Interesting discussion. Are there any subgenres or movements or scenes within industrial music that you view as clearly NOT part of Your Thing, for whatever reason? For example, I can’t recall any project that routinely gets described as “industrial noise” or “death industrial” or “power electronics” or whatever ever being reviewed on ID:YD (or ever appearing at Kinetik/Terminus), even though certain acts like Prurient and Pharmakon have received surprisingly decent levels of interest from the general music press in the past year. Is the lack of coverage for the “noisier” industrial styles out of personal dislike for them, a sense that they’re being adequately covered elsewhere, or just a sense that they’re not within the bounds of relevance to Your Thing?
A lot of the stuff we don’t write about is either because neither of us is interested in it, knows enough about it or (as you suspected) is getting enough attention from other outlets. Obviously a lot of stuff we cover bucks that last one (we talk about NIN and Puppy all the time), it’s actually totally arbitrary most of the time.
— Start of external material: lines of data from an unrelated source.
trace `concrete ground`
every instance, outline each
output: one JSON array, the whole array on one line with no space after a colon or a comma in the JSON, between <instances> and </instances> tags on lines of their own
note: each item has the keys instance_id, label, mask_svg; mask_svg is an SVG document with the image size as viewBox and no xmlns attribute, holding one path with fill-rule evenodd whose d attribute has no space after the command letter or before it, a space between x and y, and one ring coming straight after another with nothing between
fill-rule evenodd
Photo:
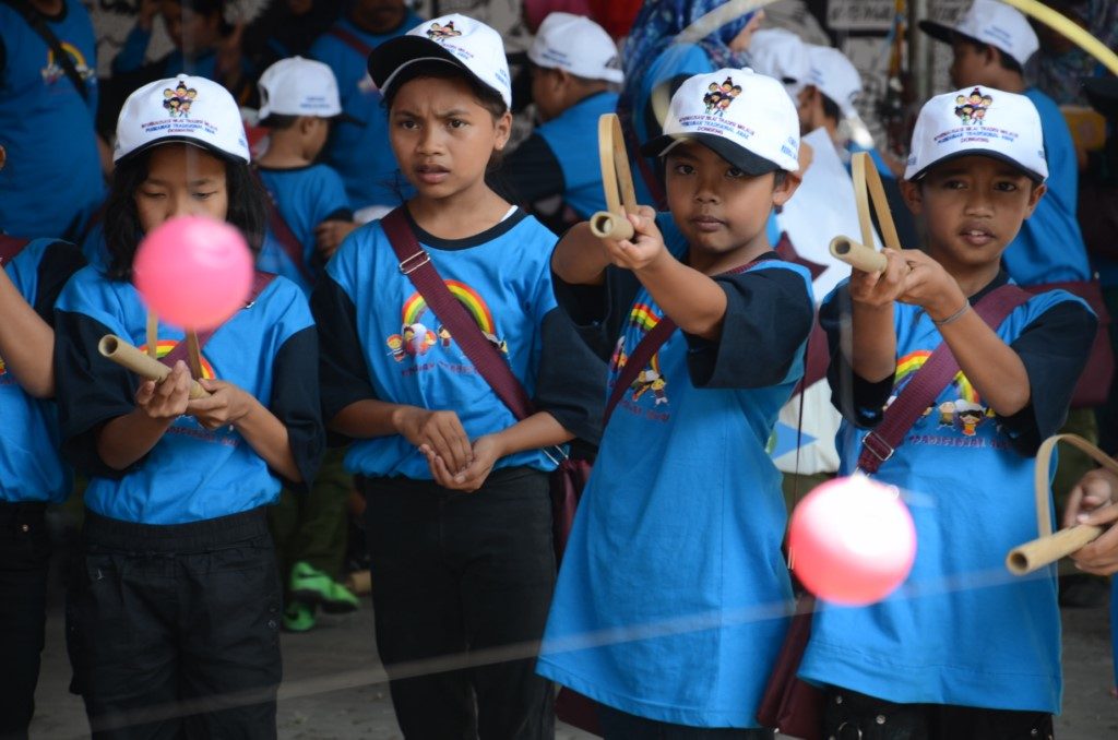
<instances>
[{"instance_id":1,"label":"concrete ground","mask_svg":"<svg viewBox=\"0 0 1118 740\"><path fill-rule=\"evenodd\" d=\"M1112 683L1110 633L1106 606L1064 609L1064 711L1057 722L1060 740L1118 738L1118 702ZM372 639L372 610L320 619L303 635L283 636L284 684L280 737L291 740L389 740L399 738L388 686ZM67 693L69 665L61 609L51 609L47 647L37 694L32 740L63 740L88 734L82 702ZM2 670L2 666L0 666ZM560 725L557 738L593 736Z\"/></svg>"}]
</instances>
Thanks. I was curious because Your Thing really seems to be a lot of people’s Thing (seeing how there are two major festivals that pretty much entirely line up with it, lucky you guys!), and there practically seems to be at least two major subcultures of “industrial” fans/critics these days (noisereceptor.wordpress.com being a good example of a newer industrial-relevant blog/zine that has practically no overlap with this one). Personally, My Thing is kind of a random mix of stuff on both sides of the industrial subculture fence. I wonder how common that actually is? Like the podcast says, so much of the “conversation” that turns into the “history” of these genres goes unrecorded, and as both an industrial geek and a student of paleontology, I naturally want to put the fragments together to reconstruct the story the best I can. Like, the final C.O.M.A. fest in 2007 featured both Hocico and The Vomit Arsonist? That’s kinda nuts, from a 2014 point of view.
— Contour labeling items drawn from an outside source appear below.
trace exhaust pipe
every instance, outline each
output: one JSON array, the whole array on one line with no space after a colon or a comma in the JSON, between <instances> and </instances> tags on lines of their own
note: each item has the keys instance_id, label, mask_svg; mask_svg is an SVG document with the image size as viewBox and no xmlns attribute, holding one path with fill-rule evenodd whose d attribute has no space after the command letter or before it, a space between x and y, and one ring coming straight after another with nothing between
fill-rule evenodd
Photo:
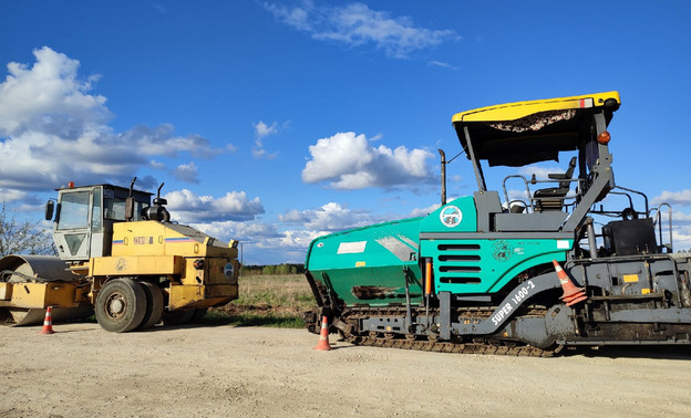
<instances>
[{"instance_id":1,"label":"exhaust pipe","mask_svg":"<svg viewBox=\"0 0 691 418\"><path fill-rule=\"evenodd\" d=\"M440 153L440 157L442 157L442 206L444 206L446 205L446 154L441 148L436 150Z\"/></svg>"}]
</instances>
Just to additionally chime in: while there have been some noise/ish records we’ve written about, there have been others we’ve passed on because they were getting ink elsewhere (Dom doesn’t need our two cents, though the new VS is killer) or because we just didn’t get to them. Like Alex says, totally arbitrary. The end of CMI as a promotional organ may have something to do with it, who knows. I’d love to listen to/think about/write about more death industrial; if there’s ever another Mz.412 LP I’m right there.
What do you mean by “the end of CMI as a promotional organ”? There has never been a review of a CMI release on ID:YD.
Just that the label basically seemed to have wound down by the time we started up. I know it didn’t formally cease until recently, but things seem to have slowed to a crawl previous to that.